The above image shows the site of the Four Courts as surveyed by John Roque in 1756, when it was still owned by the Benchers of the King’s Inns. You can see what is left of the old Priory/King’s Inns buildings on the far left. Much of the rest of the site has been built on – sometimes, but not always, with the permission of the Benchers.
The Charitable Infirmary started life in Cook Street in 1718, but soon ran out of space and was delighted to take up in 1728 an offer to move to part of the King’s Inns site. The old house into which it moved and which it subsequently renovated is hatched black at the bottom of the map above and also shown below.
During the period 1728-1789, the Infirmary on Inns Quay ran a brisk accident and emergency department treating fractured skulls due to riots, husbands and city villains, legs broken as a result of falling off horses or houses or escaping stray bulls, burns and scarring after exploding boilers and runaway carriages.
In 1789, to facilitate the building of the Four Courts, the Infirmary moved to premises in Jervis Street. Sadly, two workmen involved in demolishing its former buildings to make way for the East Wing were killed when a wall fell on them.
The above images from c. 1800-1805 show the Four Courts almost immediately after its construction. The infirmary is gone, but another building immediately beside the eastern wing remains in place for the time being.
Barely visible on the eastern side of this building is a small lane, Mass Lane, leading down to a chapel originally used by the Dominican Friars and subsequently donated by William III to the Huguenots – you can see its site marked ‘PC’ (Presbyterian Church) on the map above and it is also visible as the building the rear of which is very close to the Four Courts below.
In 1802 the Ormonde Bridge downriver at Charles Street (the ruins of which are shown on one of the images above) was destroyed in a storm and it was decided to erect a replacement bridge closer to the Four Courts at Mass Lane.

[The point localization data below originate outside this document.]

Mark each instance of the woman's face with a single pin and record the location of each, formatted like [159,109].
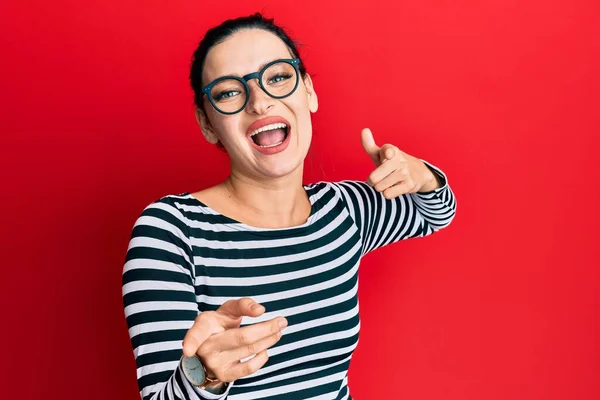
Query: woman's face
[242,53]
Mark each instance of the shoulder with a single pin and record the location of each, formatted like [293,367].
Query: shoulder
[167,212]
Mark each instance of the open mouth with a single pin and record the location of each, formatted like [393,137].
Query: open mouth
[270,135]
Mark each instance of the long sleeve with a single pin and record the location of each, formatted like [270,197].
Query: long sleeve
[160,302]
[381,221]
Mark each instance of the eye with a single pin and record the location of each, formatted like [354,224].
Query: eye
[279,78]
[226,95]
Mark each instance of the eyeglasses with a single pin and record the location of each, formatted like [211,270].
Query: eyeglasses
[230,94]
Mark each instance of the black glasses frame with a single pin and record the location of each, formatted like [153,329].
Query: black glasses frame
[295,62]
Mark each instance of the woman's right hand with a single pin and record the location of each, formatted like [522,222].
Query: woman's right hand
[216,337]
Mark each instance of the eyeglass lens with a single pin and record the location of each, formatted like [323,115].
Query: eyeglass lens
[278,80]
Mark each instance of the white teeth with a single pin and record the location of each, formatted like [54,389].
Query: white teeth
[271,145]
[270,127]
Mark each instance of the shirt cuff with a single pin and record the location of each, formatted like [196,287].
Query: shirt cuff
[203,394]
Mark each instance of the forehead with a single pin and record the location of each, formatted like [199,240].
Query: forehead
[242,53]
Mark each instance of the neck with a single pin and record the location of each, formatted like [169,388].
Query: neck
[280,202]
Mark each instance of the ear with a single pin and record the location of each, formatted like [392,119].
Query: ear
[205,126]
[313,101]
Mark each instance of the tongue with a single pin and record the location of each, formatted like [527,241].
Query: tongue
[268,138]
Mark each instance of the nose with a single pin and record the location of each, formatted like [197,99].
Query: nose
[258,101]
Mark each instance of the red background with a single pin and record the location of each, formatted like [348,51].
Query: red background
[97,121]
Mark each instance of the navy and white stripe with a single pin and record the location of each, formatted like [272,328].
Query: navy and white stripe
[185,258]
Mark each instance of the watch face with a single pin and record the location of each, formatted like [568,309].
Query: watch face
[193,370]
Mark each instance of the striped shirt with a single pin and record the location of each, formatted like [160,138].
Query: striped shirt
[185,258]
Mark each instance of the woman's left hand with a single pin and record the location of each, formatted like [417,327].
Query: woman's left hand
[396,172]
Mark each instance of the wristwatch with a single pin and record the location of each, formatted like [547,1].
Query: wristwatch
[195,372]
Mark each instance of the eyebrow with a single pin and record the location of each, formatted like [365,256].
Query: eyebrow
[261,66]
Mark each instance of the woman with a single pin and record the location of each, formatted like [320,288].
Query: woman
[255,279]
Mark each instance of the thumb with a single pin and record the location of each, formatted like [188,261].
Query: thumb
[369,144]
[241,307]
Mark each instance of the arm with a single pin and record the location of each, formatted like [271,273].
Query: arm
[384,221]
[160,302]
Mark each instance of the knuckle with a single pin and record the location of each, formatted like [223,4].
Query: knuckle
[242,337]
[245,301]
[249,368]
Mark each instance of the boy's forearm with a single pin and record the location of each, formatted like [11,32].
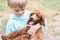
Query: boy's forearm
[33,29]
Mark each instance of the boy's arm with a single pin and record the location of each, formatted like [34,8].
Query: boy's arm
[9,28]
[33,29]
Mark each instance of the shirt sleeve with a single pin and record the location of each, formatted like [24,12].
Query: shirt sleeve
[9,28]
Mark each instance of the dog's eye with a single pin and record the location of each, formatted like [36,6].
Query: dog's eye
[31,18]
[31,14]
[37,15]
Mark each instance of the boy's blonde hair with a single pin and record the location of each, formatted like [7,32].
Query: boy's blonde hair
[17,3]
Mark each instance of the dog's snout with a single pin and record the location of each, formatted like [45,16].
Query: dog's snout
[31,18]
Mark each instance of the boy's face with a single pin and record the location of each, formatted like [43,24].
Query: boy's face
[18,11]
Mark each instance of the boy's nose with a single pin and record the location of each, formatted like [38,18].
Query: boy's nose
[16,10]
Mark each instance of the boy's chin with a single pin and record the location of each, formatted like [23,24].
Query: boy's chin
[19,14]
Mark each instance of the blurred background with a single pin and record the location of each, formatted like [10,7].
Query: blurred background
[51,9]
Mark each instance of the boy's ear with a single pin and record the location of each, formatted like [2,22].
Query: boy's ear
[42,20]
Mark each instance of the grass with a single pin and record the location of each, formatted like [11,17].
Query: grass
[51,4]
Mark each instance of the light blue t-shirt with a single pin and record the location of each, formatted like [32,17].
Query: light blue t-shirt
[17,22]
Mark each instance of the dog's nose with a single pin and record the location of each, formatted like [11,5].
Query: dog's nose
[44,24]
[31,18]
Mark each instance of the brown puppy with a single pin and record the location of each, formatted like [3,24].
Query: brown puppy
[36,19]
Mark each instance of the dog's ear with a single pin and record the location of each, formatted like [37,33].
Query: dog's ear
[4,37]
[42,20]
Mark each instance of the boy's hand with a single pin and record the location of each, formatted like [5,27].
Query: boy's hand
[31,31]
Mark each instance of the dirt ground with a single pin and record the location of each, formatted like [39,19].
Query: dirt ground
[52,29]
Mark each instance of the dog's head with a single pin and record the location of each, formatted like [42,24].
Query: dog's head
[36,17]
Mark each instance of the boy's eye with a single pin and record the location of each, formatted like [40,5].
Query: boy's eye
[22,9]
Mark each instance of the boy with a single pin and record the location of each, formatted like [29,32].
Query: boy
[18,20]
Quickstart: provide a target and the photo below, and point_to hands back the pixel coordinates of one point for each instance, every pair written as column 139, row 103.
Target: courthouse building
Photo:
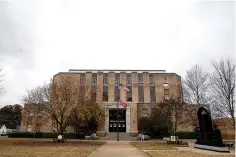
column 145, row 88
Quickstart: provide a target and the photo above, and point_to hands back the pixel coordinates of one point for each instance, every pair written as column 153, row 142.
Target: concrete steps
column 123, row 136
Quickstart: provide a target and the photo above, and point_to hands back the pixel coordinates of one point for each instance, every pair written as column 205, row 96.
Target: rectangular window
column 117, row 93
column 29, row 128
column 128, row 79
column 82, row 78
column 153, row 94
column 94, row 92
column 151, row 78
column 140, row 78
column 117, row 78
column 105, row 93
column 129, row 93
column 105, row 78
column 94, row 78
column 144, row 112
column 140, row 94
column 166, row 92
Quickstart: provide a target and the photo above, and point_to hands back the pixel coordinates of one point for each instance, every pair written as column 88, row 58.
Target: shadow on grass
column 157, row 145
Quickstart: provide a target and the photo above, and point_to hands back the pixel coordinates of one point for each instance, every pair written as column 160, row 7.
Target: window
column 151, row 78
column 129, row 93
column 144, row 112
column 167, row 97
column 29, row 128
column 117, row 93
column 166, row 92
column 93, row 92
column 94, row 78
column 82, row 78
column 128, row 79
column 105, row 78
column 166, row 85
column 105, row 93
column 153, row 94
column 140, row 94
column 117, row 78
column 140, row 78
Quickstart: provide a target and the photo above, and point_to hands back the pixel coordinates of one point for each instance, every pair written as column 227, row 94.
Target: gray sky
column 39, row 38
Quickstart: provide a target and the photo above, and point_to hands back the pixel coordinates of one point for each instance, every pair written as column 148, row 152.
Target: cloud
column 39, row 38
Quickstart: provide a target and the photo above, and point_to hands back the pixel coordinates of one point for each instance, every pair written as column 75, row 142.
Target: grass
column 162, row 149
column 181, row 154
column 45, row 148
column 157, row 145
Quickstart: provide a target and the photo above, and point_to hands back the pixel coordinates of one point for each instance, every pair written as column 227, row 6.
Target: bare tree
column 1, row 80
column 174, row 107
column 62, row 100
column 195, row 86
column 223, row 89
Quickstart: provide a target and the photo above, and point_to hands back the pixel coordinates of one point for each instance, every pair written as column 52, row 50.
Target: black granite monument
column 207, row 137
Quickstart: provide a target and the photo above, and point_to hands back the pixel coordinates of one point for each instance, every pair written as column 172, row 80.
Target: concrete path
column 117, row 149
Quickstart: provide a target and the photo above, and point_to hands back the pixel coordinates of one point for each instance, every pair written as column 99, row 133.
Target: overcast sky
column 39, row 38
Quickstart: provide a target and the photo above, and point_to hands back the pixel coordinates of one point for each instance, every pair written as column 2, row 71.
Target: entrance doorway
column 113, row 123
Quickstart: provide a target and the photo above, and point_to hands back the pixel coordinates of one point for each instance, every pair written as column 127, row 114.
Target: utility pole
column 117, row 108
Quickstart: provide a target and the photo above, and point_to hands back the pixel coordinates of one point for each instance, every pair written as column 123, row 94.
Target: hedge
column 186, row 135
column 78, row 135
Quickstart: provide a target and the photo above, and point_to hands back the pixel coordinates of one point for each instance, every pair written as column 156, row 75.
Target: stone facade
column 137, row 107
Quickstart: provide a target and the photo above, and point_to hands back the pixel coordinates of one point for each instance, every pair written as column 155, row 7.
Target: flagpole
column 117, row 107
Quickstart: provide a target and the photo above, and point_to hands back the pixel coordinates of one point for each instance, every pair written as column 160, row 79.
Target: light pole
column 117, row 108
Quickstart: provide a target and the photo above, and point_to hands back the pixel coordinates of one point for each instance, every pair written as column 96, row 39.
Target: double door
column 115, row 124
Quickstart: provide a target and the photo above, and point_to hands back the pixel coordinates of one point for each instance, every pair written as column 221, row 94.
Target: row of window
column 117, row 78
column 129, row 94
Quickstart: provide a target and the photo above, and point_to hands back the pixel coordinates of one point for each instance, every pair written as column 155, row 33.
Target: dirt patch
column 41, row 148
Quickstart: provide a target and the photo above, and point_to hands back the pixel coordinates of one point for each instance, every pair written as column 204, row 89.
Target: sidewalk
column 118, row 149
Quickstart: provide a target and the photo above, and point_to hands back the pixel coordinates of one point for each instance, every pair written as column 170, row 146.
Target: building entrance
column 113, row 123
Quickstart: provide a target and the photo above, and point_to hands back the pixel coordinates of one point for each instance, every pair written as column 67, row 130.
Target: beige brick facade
column 135, row 109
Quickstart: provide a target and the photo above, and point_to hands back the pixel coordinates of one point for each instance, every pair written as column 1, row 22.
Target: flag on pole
column 123, row 103
column 123, row 88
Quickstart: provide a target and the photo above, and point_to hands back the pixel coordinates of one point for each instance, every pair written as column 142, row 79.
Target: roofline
column 70, row 72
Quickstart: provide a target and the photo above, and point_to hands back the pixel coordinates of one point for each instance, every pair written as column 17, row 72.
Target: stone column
column 111, row 86
column 159, row 79
column 133, row 119
column 123, row 82
column 99, row 87
column 146, row 87
column 134, row 77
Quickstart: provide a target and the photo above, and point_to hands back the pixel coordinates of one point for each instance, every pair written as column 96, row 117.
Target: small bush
column 20, row 135
column 186, row 135
column 78, row 135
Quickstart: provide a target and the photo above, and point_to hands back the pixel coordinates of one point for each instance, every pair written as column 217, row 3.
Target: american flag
column 123, row 88
column 123, row 103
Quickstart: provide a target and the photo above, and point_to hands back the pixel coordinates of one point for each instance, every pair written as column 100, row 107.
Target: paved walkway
column 117, row 149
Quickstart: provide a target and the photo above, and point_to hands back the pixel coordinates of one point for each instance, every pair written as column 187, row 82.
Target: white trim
column 113, row 106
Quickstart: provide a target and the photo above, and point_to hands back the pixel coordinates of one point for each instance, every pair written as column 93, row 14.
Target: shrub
column 186, row 135
column 20, row 135
column 78, row 135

Subsequently, to faciliate access to this bridge, all the houses on the west side of Mass Lane above including the adjacent building and the chapel behind, were acquired by the Wide Streets Commissioners. The Commissioners walled around the now-vacant site and let it out on a temporary basis. As you can see below, this resulted in a somewhat uncomfortable arrival onto Inns Quay for those crossing the new bridge!
By the mid 19th century Chancery Place has been finally built and this vacant area beside the Courts fully incorporated within the Four Courts site behind a neat barrier which – in one shape or another – remained in place until 1922.
I wonder what would be found if we dug around the edges of the East Wing today?